Capital proposals must cater for mutuals
Speaking at the Building Societies Association (BSA) Annual Lunch, Graham Beale, chairman of the BSA, said a fundamental concern of the sector is the proposals relating to building society capital.
He also noted that societies are ‘socially useful' with a profound benefit to local communities up and down the country.
He said: "The Tripartite has made it very clear that they want to see a greater quantity and a better quality of capital across the whole of the financial services sector. And this is where the building society sector has a major issue. We have the strongest and purest levels of capital in the industry but our ability to manufacture higher levels of capital is limited without compromising our mutual status."
Mr Beale questioned the FSA's view that PIBS - a form of building society capital - should be regarded as Tier 1 capital, rather than core Tier 1 - despite legal and practical arguments to the contrary put forward by the BSA. "I would encourage the FSA in particular not to back us into a corner by an over rigid or super equivalent interpretation of the capital requirements directive. Such a policy is, in execution if not intention, anti mutual and we are determined to challenge it."
Against a backdrop of unique and highly challenging economic and market conditions, Mr Beale noted that demand for retail deposits from institutions has never been greater as institutions refinance their balance sheet in the retail rather than the wholesale market. He said: "The net consequence is that the margin between savings rates and mortgage rates has been eroded... but the demand for retail deposits is so intense that rates have been pushed up in some cases to uneconomic levels. And this is often by institutions that carry real or implied unlimited guarantees because of their full or part state ownership."
On the subject of emerging regulation, Mr Beale warned that the effect of regulatory change is becoming increasingly more difficult to interpret. Emerging regulation will come at a cost, which will ultimately have to be borne by the consumer in terms of more expensive products, he said.
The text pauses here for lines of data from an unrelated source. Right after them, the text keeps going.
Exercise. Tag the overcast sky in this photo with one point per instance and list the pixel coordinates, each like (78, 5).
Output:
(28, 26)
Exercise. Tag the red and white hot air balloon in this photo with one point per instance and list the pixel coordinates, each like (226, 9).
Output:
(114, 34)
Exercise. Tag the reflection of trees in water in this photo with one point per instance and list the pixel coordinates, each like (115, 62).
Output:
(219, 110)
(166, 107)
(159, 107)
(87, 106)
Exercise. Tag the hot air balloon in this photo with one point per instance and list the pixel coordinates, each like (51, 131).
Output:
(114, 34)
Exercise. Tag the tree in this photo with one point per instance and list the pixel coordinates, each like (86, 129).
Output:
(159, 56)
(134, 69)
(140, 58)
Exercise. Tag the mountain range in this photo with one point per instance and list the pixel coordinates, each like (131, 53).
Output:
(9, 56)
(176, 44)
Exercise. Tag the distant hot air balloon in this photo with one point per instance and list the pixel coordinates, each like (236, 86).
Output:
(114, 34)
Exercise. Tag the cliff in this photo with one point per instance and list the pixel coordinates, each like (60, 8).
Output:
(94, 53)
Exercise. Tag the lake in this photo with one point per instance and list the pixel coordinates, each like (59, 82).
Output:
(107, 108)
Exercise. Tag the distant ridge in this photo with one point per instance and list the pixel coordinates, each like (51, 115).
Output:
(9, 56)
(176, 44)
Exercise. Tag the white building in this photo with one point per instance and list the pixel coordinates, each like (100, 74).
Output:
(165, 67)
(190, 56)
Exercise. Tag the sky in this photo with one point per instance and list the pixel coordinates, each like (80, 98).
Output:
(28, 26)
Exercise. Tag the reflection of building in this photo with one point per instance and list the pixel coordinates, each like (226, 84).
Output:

And there is a very real danger that the law of unintended consequences will prevail.
He went on to say: "Building societies are of profound benefit to local communities throughout the UK and society generally... so building societies are far from being socially useless; in fact they are the exact opposite which is why it is so important that the endorsement in the White Paper of a healthy and vibrant building society sector must be preserved and built upon."